The crucial basic idea of [BS, SWI, SWII, SWIII] is to describe $\infty$-bundles \emph{with connection} by cocycles which have

- a (“transport”) functor from paths to $G$ on each patch;

- an equivalence between such functors on double overlaps

- and so on.

The cocycles thus obtained deserve to be addressed as
cocycles in **differential nonabelian cohomology**.

Forming the collection of $\omega$-functors from paths in a patch to some codomain provides a functor from “spaces” to $\omega$-categories: an $\omega$-category valued presheaf.

In [Street] Ross Street descibes a very general formalization for cohomology taking values in $\omega$-category valued presheaves. We recall the basic ideas (subject to some slight modifications, a discussion of which is in 6) and describe how the differential cocoycles of [BS, SWI, SWII, SWIII] fit into that.

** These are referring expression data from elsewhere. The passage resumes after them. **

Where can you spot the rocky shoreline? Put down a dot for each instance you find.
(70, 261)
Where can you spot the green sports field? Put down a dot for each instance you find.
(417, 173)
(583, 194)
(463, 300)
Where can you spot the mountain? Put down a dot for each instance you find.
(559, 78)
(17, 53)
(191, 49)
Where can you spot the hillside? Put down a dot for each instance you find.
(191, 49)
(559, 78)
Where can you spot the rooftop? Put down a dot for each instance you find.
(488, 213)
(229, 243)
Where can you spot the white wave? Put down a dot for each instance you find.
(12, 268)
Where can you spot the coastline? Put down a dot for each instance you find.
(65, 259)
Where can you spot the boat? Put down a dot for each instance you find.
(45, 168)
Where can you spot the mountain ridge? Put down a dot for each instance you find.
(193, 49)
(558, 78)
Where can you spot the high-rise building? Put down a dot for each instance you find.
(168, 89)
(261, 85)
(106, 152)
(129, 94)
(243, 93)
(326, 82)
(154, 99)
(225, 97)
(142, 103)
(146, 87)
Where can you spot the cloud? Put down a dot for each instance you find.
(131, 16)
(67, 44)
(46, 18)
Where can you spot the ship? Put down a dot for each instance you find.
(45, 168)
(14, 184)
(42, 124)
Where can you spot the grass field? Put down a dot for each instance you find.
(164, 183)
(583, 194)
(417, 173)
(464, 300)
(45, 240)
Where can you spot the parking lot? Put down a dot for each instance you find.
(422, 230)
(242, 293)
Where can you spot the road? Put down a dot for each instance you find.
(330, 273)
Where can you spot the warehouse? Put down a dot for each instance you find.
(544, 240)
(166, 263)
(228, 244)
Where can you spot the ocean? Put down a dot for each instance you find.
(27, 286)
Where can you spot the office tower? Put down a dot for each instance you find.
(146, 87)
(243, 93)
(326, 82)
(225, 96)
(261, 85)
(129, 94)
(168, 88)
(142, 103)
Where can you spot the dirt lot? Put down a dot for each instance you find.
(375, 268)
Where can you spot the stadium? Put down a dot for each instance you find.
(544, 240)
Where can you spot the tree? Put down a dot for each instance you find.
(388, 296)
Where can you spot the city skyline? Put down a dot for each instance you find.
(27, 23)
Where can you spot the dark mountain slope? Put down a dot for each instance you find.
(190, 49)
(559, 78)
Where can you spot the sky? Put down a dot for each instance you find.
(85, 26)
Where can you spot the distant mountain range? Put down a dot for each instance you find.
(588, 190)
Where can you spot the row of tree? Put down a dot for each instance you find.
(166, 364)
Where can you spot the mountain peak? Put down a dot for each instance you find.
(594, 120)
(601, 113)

Of particular interest are differential cocycles which
can be expressed differentially in terms of L(ie)
$\infty$-algebras. Building on the discussion of [SSS]
we give in *characteristic forms* a definition
(def. 14)
of non-flat non-abelian differential cocycles and their
characteristic classes.

## Re: Nonabelian Differential Cohomology in Street’s Descent Theory

In the very last section there are some questions which I would like to hear your comments on.